Saturday, May 24, 2008

Harvesting chemical data from published articles

Peter Murray-Rust has blogged some notes on his talk at the Royal Society of Chemistry meeting, Open Access Publishing in the Chemical Sciences (London, May 22, 2008).  First he endorses Christoph Steinbeck's summary of his talk and then adds some additional notes:

The main thing we took away was the importance of factual data. No-one disputed that facts could not be copyrighted (though not all realised that copyright was only one of the methods used by publishers to control access and re-use - server-side beheading is completely effective). I asked the audience - > 30 composed of publishers, librarians, software companies, etc. - no actual chemists of course - whether anyone would object to our robots reading the literature and extracting the data from the papers whether as text, images of tables. Half the audience thought I should, the rest didn’t vote against.

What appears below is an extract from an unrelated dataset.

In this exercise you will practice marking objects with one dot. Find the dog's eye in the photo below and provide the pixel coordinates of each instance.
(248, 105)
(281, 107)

So, publishers, I’m going to start mining data from your sites. I hope you welcome this as a way forward to a new exciting era of data-rich science publishing. I hope that if you don’t agree you’ll let me know. I wouldn’t like to start and then get the lawyers sent. So please comment - it’s very important. I shan’t attack anyone who sends a reply. And you can send it by confidential email if you like.

There are a million new compounds each year in the scholarly literature. Our robots can produce huge amounts of good information from it. In some cases we get over 90% recall and precision - it depends on the type. This must be good for science. So please, publishers, let us know we can do it and we’ll publicly thank you. And if you don’t like the idea, please let us know why....